Antwort: Bei diesem Plakat handelte es sich doch um die dreisteste Form von politischer Erbschleicherei, die man sich vorstellen kann. Selbstverständlich war auch Strauß ein Deutschnationaler, hat sogar wörtlich gesagt: "Ich bin Deutschnationaler, ich verlange bedingungslosen Gehorsam!" Allerdings waren zur damaligen Zeit die politischen Grenzen noch klar definiert. Rechts von der CSU war die Wand und links die Mauer. Und hinter der Mauer war die Merkel. Da war die Welt in Deutschland noch in Ordnung.
Frage: Was würde Strauß zum jetzigen CSU-Führungspersonal Seehofer, Söder, Dobrindt sagen?
Antwort: Das Dilemma hat ja mit Stoiber angefangen. Der hat nach seinem Anfangserfolg von der Landesbank bis zum G8 das Tafelsilber verjubelt. Strauß würde mit Bismarck sprechen: "Die erste Generation baut auf, die zweite reißt ein, die dritte studiert Kunstgeschichte und die vierte verkommt komplett." Strauß - Stoiber - Seehofer - Söder. Man wundert sich, woher schon Bismarck die CSU gekannt hat.
Frage: Wie würde es Strauß heute in Zeiten von Twitter und Co. ergehen?
Antwort: "Vox populi - vox Rindvieh." Dieses Strauß-Zitat kommt mir sofort in den Sinn, wenn ich an Twitter und Co denke. Aber: Ohne Rindviecher keine Mehrheit - also, was soll's!
Frage: Hätte der Politikertyp Strauß heute noch eine Chance oder vielleicht gerade wieder?

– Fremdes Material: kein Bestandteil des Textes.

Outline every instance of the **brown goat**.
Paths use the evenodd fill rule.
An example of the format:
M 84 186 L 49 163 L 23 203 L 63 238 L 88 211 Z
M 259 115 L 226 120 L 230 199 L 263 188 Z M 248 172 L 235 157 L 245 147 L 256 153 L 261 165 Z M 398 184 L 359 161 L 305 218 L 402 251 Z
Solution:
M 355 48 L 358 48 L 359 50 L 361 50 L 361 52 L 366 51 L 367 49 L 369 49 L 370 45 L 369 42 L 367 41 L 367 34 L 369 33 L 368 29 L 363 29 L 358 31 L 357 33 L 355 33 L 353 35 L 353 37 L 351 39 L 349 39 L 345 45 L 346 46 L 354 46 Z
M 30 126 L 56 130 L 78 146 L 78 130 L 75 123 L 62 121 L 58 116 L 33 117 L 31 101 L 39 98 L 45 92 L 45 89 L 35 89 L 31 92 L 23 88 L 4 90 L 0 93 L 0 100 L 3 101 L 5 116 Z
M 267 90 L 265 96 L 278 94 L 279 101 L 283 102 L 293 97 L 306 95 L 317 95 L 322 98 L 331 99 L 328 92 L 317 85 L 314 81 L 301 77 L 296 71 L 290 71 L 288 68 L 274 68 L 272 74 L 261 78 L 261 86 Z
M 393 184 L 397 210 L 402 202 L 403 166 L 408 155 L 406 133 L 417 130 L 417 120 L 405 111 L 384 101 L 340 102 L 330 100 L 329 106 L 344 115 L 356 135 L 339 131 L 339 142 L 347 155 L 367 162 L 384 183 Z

Antwort: Na ja. Die Laut-Sprecher kommen ja ganz gut an. Und in einer Demokratie braucht es auch Laut-Sprecher. Strauß war einer - im Unterschied zu den meisten heutigen halt einer mit inhaltlicher Substanz. Dass heute zusätzlich die Attribute "jung" und "weiblich" ziehen - da müsste er sich halt noch was einfallen lassen.

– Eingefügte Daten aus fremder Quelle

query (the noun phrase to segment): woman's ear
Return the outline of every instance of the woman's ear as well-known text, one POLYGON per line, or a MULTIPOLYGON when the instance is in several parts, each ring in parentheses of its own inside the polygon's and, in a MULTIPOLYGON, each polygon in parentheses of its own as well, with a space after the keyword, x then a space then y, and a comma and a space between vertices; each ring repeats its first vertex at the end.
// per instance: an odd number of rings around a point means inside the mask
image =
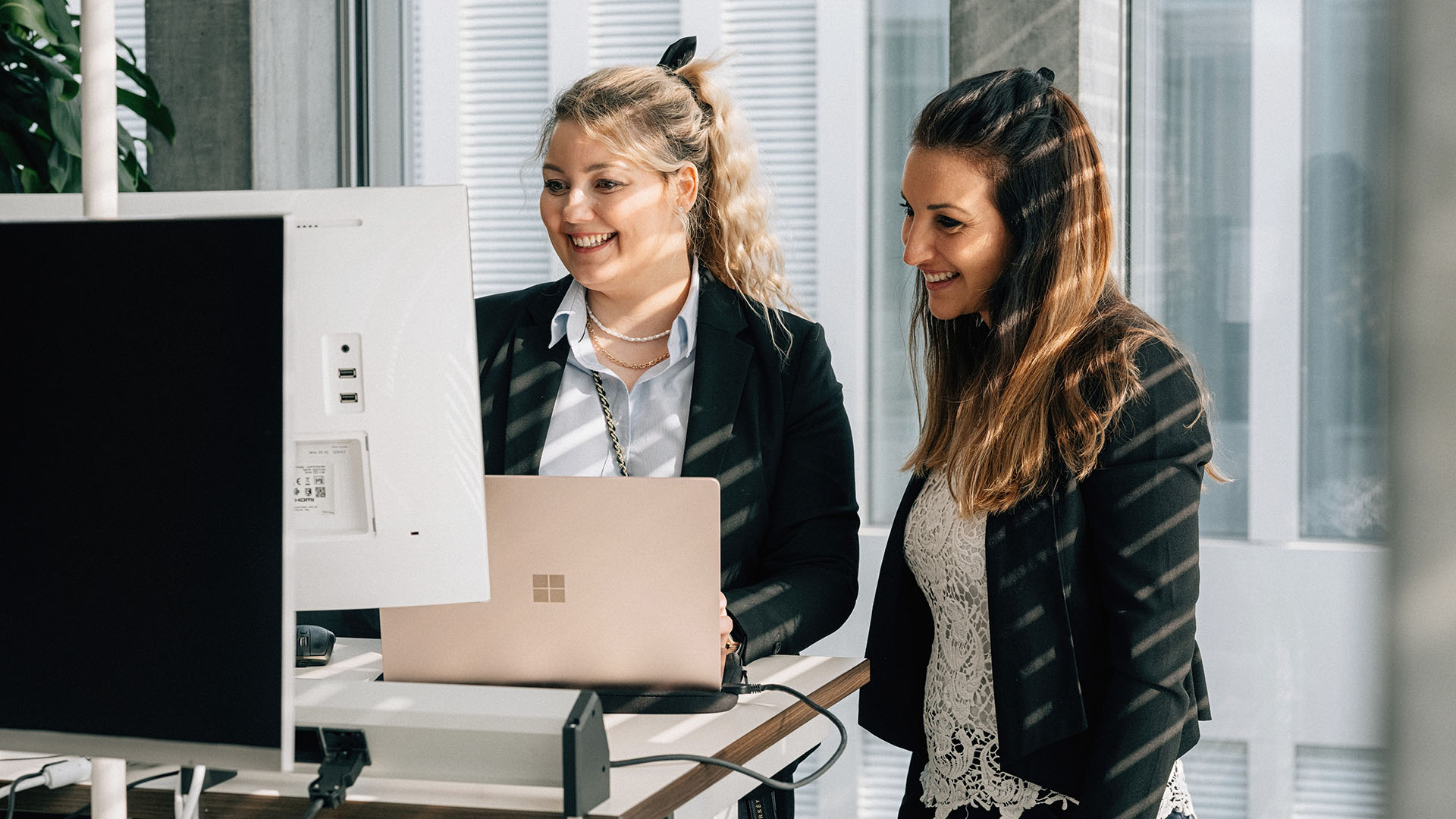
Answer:
POLYGON ((697 166, 684 165, 673 175, 673 192, 678 210, 693 210, 697 203, 697 166))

Frage: Warum hat es Ihnen die Person Strauß angetan? Es ist doch mehr als nur die physiognomische Verwandtschaft, oder?
Antwort: Die physiognomische Verwandtschaft existiert ja gar nicht, sondern wird von mir unter Aufbietung aller parodistischen Kräfte künstlich hergestellt. Vitalität - Brutalität - Sentimentalität. Aus diesen drei Quellen speist sich die Figur Strauß. Sprachgewalt kommt noch dazu. Was will man als Satiriker mehr? Damit kann man jeden und alles abwatschen. Herrlich!
Info: Helmut Schleich
Helmut Schleich gründete schon als 16-Jähriger zusammen mit Christian Springer und Andreas Rüttenauer das Kabarett Fernrohr. Seit 1998 tritt er als Solokünstler auf. In der Sendung "Schleich Fernsehen" parodiert er regelmäßig Franz Josef Strauß. Derzeit tourt der 51-Jährige mit seinem dritten Soloprogramm "Kauf, Du Sau!" durch Deutschland und das benachbarte Ausland.